Она помолчала немного и спросила:
— А ты пробовал с кем-нибудь из них завести детей?
Гвидо явно шокировал этот прямой вопрос.
— Делать детей! Тебе не кажется, что на нашей планете и без меня хватает людей, которые только об этом и думают? Может быть, и у тебя та же навязчивая идея?
— Я не спрашиваю ни о себе, ни о роде человеческом, — настаивала Ванесса. — Меня интересуешь ты и твои жены.
— Что нового я могу тебе рассказать? Ни они, ни я не хотели обзаводиться детьми. Но это слишком длинная история…
Вана надолго замолчала. Гвидо показалось даже, что она уснула. И действительно, когда она снова заговорила, голос ее звучал сонно.
— Ты надеешься, что Джулия сейчас ждет тебя, как Пенелопа?
— Ничего похожего я не думаю, — Гвидо пожал плечами.
— А что же на самом деле?
— Мы с Джулией женаты уже два года. Так что ей пришло время искать замену.
— Что это за странный двухгодичный цикл? — рассмеялась Ванесса. — Почему именно два года, а не три, десять или один?
— Я не теоретизирую, — буркнул Гвидо. — Просто констатирую факты.
— Ты почувствовал, что надоел Джулии?
— Нет.
— Может быть, ты сам устал от нее?
— Нет, не то. Гораздо умнее разойтись, не дожидаясь, пока кому-нибудь из двоих станет скучно.
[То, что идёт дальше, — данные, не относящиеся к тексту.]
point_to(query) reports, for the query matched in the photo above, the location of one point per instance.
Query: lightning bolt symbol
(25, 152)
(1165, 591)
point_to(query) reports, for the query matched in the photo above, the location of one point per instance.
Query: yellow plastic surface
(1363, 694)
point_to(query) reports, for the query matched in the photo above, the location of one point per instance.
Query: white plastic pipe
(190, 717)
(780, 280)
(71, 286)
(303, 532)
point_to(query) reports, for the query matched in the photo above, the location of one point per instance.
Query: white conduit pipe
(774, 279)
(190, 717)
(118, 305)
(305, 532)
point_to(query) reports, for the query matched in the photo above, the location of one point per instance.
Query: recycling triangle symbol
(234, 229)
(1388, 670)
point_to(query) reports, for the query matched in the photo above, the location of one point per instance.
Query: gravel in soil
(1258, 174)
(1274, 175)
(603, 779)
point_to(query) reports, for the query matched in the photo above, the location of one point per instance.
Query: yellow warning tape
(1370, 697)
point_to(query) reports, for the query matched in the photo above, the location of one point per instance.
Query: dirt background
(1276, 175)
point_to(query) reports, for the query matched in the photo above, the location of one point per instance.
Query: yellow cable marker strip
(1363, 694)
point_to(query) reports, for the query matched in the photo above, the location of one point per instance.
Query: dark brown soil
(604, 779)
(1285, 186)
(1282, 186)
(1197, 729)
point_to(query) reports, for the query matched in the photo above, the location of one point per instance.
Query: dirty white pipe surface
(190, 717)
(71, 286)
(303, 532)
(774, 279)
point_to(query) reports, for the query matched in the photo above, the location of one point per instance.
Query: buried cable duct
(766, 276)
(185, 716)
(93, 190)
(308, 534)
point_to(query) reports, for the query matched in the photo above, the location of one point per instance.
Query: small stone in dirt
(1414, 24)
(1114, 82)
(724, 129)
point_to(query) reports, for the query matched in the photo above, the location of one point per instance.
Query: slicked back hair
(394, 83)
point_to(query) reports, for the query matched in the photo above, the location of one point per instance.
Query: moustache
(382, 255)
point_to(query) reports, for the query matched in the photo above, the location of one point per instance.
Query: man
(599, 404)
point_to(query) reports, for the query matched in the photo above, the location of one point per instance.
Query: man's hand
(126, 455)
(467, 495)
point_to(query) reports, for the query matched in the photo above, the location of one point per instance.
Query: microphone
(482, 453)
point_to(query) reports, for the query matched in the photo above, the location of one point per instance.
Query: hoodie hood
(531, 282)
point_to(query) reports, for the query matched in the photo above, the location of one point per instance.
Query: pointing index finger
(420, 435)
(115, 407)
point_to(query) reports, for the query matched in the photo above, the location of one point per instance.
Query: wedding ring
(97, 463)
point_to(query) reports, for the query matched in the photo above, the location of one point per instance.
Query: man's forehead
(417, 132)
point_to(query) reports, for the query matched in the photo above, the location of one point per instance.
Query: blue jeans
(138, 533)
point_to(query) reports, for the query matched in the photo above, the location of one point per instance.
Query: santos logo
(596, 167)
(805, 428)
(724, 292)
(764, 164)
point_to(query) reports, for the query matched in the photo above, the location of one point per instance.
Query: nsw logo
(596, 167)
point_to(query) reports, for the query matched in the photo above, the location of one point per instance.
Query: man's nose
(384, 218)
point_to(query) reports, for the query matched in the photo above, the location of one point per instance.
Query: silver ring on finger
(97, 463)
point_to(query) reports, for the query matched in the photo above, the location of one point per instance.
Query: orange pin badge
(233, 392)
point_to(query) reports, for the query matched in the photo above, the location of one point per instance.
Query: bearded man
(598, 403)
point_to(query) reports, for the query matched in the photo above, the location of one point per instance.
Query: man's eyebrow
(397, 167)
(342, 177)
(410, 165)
— Значит, ты хочешь развестись, чтобы проверить, сможешь ли ты после возвращения спать с Джулией с таким же удовольствием, как и с Майкой?
— Именно так.
— Ты будешь по-прежнему придерживаться той же системы: продолжать встречаться с каждой из них отдельно — или воспользуешься опытом, который приобрел со мной и Мидж, и станешь понемножку скрашивать однообразие повседневности? Если Джулия перестанет за тебя цепляться, она будет уже не такой наивной. Может оказаться, что ставки в игре, которую ведет Майка, чересчур высоки для дочери финансиста. Но я уверена, она не откажется увеличить количество игроков до трех.
— Я могу поверить в такое только из уважения к тебе.
— А когда новый меценат предложит тебе очередное пожертвование, ты тут же еще раз женишься?
— Пока что я совершенно не настроен заводить еще одну жену.
— Но ты можешь участвовать в решении вопроса о том, кто станет твоим преемником? Или тебе уже неважно, кто займет твое место в постели Джулии? Тогда неправда, что ты сам подбирал парней, которые постоянно увивались вокруг Джулии. И все же ты, наверное, уже знаешь своего преемника. Во всяком случае, знаешь, кто мог сменить тебя в тот день, когда ты сел на самолет и прилетел ко мне.
— Нет, я его не знаю. Когда я уезжал из Милана, мы с Джулией договорились, что не будем переписываться.
— Когда ты собирался уехать, у нее был кто-нибудь на примете?
— Нет, наверняка не было. К счастью, ей нравятся многие, так что она могла бы оказаться перед трудным выбором.
— Почему ты говоришь «могла бы»?
— Потому что ей не придется решать самой — так же, как и в первый раз, когда ее предложили мне. Мой босс по-прежнему на своем месте.
— И он назначит Джулии нового мужа? Или, может быть, уже назначил? Я думаю, девушку из такой хорошей семьи не отдадут какому-нибудь старому грубияну. При свободной любви такого не бывает.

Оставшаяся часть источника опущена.